The Xi Jinping-led China has become more assertive on the international stage but what is less known globally until recently is that the Chinese government has ramped up its repressive tools to crackdown regions under its occupation. In a report released last week, the author Dr. Adrian Zenz, a German anthropologist, detailed how the Chinese authorities are expanding a mass labour programme in Tibet mirroring the forced labor operations in East Turkistan. Reuters further corroborated his findings in its report dated Sept 22.
The report revealed how Beijing has exchanged tried and tested oppressive policies between Tibet and East Turkestan (Ch: Xinjiang), resulting in over half a million Tibetans forced to take part in a coercive program in military-style training centres by the Chinese government from January to July of this year. Tibetan farmers and herders are forced into a program that forces them to give up their traditional lifestyles to undergo mandatory training in centralized vocational facilities. The program is ostensibly meant to alleviate poverty, but it is obvious that these measures are designed to destroy the Tibetan culture and way of life.
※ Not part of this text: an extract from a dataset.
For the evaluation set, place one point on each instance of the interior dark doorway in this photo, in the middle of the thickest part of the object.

The Central Tibetan Administration’s spokesperson, Secretary Karma Choeying remarked, “The coercive labor program of communal vocational training centers for Tibetan herders and farmers and their systematic transfers to work in faraway factories and communes in the guise of poverty alleviation is nothing but a state-sponsored effort to systematically and forcefully assimilate Tibetan people and their distinct culture, language, faith and way of life into what they call single entity of Chinese nation-race.”
The fact that repressive policies in Tibet and Xinjiang tend to overlap is not a surprise. Chen Quanguo, the Party Secretary of the so-called Tibet Autonomous Region (TAR) from 2011-2016 was transferred to Xinjiang in 2016 where he implemented the same ruthless policies implemented in TAR.
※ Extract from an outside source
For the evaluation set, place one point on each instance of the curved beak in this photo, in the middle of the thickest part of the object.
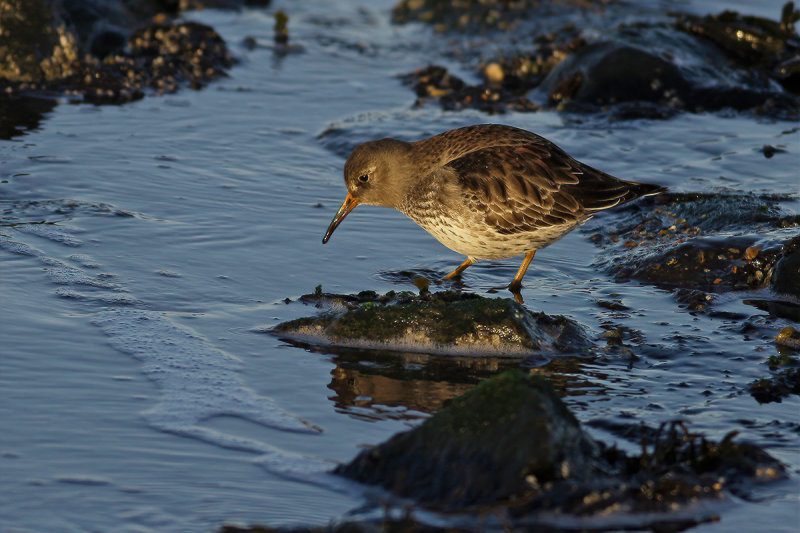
(348, 205)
For China, Tibet and East Turkestan share characteristics that propel them to spend vast amounts of resources to suppress the two regions. People from both regions have their own histories, cultural identities, and languages that are completely unique from the rest of China. But perhaps most importantly, both regions are deeply religious people: Buddhists in Tibet and Muslims in Xinjiang. In today’s China, the government forces complete loyalty, and any threat to this is seen as something that needs to be eradicated, which is a violation of human rights.
“The Tibetan people’s unshakable pride in their distinct identity and culture and their unwavering faith in His Holiness the Dalai Lama withstood the brutal onslaught of the Chinese Government’s policies during the last 60 plus years in various forms and interpretations with a singular motive to obliterate Tibetan Culture, language, faith, and way of life. This onslaught too shall fail against the indomitable and resilient spirit of the Tibetan people with the support of the people and governments across the world who stand for truth and justice,” asserted Secretary Karma Choeying.